Henrique Raposohenrique.raposo79@gmail.com

A tempo e a desmodo

Henrique Raposo

A desonestidade de Marcelo Rebelo de Sousa

Como se fosse um anjo neutral caidinho dos céus, o Marcelo-comentador palra todas as semanas sobre as movimentações dos outros candidatos presidenciais. Ao mesmo tempo, o Marcelo-candidato anda em campanha eleitoral: faz comícios no PSD profundo, aparece em capas de revistas femininas, anda por aí. Eis portanto o domingo típico de Sua Excelência: durante o dia faz a sua campanha, faz os seus contactos como todos os candidatos, mas à noite veste o fato de comentador político que aborda a semana política como se fosse um comentador de futebol, ai, os casos da semana!, ui, a boa jogada de comunicação política da semana!, oh, a má jogada de comunicação política da semana! Como Pinto da Costa dos bons velhos tempos, Marcelo vai a jogo e é árbitro ao mesmo tempo. Se precisámos do youtube para ouvir as movimentações de Pinto da Costa, não precisamos dessa modernice para compreender a desonestidade política e intelectual de Marcelo Rebelo de Sousa: ela, a desonestidade, aparece no horário nobre de uma televisão nacional.

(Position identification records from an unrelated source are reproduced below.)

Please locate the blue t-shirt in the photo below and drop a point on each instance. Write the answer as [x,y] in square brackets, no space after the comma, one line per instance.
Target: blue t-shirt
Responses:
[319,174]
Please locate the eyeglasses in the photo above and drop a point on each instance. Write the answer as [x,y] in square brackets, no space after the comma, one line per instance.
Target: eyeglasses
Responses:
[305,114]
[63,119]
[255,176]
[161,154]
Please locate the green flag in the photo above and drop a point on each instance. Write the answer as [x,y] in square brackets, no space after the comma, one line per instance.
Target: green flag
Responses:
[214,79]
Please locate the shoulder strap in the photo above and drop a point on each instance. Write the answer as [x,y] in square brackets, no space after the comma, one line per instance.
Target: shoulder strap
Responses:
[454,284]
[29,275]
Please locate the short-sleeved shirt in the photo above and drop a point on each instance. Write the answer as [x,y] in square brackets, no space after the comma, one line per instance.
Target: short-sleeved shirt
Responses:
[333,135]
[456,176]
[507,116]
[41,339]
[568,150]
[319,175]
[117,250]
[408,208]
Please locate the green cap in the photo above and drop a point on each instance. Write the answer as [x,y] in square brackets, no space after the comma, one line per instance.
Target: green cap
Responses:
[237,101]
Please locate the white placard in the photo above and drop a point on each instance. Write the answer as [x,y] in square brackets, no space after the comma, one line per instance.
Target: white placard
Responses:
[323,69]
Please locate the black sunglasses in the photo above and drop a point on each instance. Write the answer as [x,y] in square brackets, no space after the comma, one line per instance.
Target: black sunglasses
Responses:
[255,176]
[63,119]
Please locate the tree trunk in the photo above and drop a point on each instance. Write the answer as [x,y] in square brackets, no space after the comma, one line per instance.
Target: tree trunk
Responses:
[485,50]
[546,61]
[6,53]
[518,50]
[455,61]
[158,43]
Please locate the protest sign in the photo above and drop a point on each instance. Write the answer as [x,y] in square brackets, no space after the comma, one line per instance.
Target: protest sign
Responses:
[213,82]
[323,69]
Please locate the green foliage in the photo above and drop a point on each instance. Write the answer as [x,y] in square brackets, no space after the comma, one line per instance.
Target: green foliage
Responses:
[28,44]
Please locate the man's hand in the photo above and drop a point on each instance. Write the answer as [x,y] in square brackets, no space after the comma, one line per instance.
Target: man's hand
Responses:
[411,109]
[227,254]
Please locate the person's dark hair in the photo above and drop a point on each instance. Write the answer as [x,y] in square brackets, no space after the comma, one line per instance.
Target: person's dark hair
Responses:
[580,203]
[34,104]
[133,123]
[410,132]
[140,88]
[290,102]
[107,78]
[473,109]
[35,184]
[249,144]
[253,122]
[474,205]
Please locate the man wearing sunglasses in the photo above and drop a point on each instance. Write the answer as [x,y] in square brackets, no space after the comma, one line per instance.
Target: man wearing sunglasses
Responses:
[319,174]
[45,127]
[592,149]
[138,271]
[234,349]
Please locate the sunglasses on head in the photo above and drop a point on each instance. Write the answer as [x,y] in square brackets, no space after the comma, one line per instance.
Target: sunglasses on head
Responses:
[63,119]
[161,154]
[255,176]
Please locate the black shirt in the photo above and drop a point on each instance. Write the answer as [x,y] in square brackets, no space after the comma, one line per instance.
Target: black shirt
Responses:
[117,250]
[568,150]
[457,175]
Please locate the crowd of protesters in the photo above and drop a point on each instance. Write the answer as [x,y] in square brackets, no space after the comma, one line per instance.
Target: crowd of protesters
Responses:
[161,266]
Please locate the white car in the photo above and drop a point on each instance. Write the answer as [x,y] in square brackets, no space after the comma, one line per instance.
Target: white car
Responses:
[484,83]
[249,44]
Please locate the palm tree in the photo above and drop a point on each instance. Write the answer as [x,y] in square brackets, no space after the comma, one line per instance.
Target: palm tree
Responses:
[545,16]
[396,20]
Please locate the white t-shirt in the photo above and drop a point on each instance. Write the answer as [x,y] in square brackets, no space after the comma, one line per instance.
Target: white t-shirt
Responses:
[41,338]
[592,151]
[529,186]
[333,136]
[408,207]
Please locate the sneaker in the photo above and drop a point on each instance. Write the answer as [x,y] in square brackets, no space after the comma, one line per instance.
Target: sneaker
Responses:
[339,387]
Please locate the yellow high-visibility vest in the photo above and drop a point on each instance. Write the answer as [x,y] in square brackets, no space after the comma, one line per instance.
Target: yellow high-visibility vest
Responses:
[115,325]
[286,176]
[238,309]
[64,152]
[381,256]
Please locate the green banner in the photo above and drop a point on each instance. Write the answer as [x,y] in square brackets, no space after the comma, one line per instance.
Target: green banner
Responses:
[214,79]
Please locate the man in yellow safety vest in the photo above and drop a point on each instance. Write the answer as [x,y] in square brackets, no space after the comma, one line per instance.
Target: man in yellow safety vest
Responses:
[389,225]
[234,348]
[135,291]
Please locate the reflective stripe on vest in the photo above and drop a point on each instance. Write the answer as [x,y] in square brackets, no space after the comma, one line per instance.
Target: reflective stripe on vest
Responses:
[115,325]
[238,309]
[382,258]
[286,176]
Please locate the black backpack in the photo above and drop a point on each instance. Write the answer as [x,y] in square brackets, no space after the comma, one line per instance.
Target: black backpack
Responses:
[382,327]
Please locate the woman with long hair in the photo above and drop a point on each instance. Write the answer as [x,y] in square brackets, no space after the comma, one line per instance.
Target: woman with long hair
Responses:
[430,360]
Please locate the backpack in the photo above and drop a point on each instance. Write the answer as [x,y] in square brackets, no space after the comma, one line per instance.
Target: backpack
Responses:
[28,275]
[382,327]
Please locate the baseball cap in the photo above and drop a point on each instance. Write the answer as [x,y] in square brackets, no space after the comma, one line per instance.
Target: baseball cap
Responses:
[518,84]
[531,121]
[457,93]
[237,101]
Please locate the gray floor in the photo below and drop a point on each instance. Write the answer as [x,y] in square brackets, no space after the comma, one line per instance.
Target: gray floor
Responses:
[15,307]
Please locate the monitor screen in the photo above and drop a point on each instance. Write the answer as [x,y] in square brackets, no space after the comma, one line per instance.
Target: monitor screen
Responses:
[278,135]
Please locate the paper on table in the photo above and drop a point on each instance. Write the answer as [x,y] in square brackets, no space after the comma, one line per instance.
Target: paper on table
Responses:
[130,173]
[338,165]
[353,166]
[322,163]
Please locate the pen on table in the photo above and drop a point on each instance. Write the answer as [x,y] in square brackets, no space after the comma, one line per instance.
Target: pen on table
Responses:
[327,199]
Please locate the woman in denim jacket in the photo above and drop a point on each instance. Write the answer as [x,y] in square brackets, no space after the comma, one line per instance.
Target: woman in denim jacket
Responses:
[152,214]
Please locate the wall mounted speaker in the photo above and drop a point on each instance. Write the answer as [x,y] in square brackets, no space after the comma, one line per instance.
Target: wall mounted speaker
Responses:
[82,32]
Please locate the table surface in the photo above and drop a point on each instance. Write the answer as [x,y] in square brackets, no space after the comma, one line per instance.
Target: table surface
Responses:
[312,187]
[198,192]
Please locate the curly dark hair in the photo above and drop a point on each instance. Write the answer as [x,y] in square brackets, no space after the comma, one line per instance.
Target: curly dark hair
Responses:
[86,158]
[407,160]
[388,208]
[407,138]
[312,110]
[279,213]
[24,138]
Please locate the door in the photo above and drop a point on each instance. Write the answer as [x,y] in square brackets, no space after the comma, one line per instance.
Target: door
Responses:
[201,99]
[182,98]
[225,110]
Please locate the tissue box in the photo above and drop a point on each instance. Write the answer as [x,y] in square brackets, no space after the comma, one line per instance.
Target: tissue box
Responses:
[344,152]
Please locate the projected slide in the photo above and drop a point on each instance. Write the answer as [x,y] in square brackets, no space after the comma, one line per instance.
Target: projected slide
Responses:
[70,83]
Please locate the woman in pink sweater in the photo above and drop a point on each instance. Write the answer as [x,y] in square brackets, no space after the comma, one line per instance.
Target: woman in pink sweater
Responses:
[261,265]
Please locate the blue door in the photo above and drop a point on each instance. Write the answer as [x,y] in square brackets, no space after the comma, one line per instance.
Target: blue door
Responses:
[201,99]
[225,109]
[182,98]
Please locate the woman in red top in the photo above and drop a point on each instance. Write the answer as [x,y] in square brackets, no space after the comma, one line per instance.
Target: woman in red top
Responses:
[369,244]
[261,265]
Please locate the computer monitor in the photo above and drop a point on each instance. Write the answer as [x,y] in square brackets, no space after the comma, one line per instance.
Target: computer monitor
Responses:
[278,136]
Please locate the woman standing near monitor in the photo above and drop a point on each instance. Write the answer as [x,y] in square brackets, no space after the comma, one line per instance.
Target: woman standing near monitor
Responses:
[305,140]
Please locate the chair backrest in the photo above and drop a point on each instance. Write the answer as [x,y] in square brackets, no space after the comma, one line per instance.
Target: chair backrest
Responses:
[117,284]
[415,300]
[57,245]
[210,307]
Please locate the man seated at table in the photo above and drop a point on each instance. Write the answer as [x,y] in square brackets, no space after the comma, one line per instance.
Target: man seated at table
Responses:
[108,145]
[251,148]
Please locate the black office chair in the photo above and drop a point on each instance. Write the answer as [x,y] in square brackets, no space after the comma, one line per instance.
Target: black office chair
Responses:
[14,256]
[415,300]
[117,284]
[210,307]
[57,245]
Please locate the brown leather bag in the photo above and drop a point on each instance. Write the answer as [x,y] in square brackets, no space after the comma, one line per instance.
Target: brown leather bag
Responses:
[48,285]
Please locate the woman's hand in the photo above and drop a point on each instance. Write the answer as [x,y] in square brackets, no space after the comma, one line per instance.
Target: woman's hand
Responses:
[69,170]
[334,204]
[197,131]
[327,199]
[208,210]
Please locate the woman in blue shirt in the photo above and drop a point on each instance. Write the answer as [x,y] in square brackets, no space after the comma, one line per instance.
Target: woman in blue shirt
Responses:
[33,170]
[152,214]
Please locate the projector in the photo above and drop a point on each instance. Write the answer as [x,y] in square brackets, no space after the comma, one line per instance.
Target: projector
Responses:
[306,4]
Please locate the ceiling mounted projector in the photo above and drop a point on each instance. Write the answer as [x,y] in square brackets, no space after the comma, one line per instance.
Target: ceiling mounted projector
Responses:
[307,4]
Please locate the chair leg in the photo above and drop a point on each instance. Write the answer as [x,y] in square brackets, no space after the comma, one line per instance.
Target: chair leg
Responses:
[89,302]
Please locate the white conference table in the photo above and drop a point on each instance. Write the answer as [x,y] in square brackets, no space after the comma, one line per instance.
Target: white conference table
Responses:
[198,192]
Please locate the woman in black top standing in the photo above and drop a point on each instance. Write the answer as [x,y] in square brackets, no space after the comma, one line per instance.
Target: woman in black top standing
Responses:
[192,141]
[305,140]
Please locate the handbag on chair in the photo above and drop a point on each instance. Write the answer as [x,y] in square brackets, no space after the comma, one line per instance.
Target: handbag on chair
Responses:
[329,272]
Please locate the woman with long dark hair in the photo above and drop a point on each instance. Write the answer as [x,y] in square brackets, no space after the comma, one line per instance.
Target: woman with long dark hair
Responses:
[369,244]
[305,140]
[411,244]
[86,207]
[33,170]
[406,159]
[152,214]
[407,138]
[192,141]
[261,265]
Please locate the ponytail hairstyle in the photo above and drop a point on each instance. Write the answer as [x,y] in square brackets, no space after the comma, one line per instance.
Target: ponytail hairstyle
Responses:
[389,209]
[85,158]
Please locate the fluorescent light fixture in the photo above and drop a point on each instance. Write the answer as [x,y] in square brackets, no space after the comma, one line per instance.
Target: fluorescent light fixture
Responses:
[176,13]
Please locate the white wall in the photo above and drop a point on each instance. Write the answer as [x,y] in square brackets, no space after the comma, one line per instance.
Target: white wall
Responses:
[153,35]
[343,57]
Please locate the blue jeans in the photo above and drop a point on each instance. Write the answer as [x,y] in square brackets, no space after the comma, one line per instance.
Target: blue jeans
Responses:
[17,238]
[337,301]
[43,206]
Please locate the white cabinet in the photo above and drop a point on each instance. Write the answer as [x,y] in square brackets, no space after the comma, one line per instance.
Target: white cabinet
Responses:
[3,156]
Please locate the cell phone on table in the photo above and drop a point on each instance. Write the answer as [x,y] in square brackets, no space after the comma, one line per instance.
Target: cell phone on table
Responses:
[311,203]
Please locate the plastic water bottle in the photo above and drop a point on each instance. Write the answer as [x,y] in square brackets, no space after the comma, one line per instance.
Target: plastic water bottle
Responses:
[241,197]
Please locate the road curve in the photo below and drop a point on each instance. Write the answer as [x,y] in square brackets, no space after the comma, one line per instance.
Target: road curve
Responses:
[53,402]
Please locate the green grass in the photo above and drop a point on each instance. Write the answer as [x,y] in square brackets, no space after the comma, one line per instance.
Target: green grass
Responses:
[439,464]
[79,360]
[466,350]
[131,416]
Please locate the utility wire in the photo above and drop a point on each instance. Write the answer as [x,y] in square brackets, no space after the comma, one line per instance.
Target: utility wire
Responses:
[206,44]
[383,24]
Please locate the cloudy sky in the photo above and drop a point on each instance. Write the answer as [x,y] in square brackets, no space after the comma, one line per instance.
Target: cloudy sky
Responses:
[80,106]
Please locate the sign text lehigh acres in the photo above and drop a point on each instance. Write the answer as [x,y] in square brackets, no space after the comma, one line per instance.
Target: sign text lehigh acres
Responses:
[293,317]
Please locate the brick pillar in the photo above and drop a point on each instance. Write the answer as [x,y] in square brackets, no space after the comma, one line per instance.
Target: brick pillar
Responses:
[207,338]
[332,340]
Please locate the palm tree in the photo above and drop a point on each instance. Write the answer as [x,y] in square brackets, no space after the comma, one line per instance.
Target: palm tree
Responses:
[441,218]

O problema, porém, não está em Marcelo, um homem que conseguiu a proeza de falar quarenta anos sem dizer nada. O problema está na televisão (é a TVI, mas podia ser outra; a SIC contratou Jorge Coelho, que é outra espécie de insulto). O problema está na televisão que não avisa os telespectadores em relação a dois ou três pormenores. Exemplos? Sempre que Marcelo fala de presidenciais, o rodapé da tv devia anunciar “atenção, este homem é um potencial candidato às presidenciais e está a usar o seu espaço de comentário para comentar as presidenciais num acto de profundo respeito pela república”. Sempre que Marcelo fala do BES ou de Ricciardi, a tv devia anunciar “atenção, este homem é amigo de Ricardo Salgado e tudo isto é uma comovente demonstração de amizade que Montaigne apreciaria; quem é Montaigne, caro telespectador? Procure no google que o Professor não tem tempo para isso”.

Não, o problema não é Marcelo, o homem que nunca defendeu uma convicção apesar de palrar em público há quarenta anos. O problema é do jornalismo que legitima esta falta de transparência. O problema é dos jornalistas que, segunda de manhã, fazem uma notícia (uma notícia, repito) a partir dos comentários de Marcelo. Em 1969, os jornalistas do “Diário de Notícias” faziam o mesmo com as conversas de outro Marcello.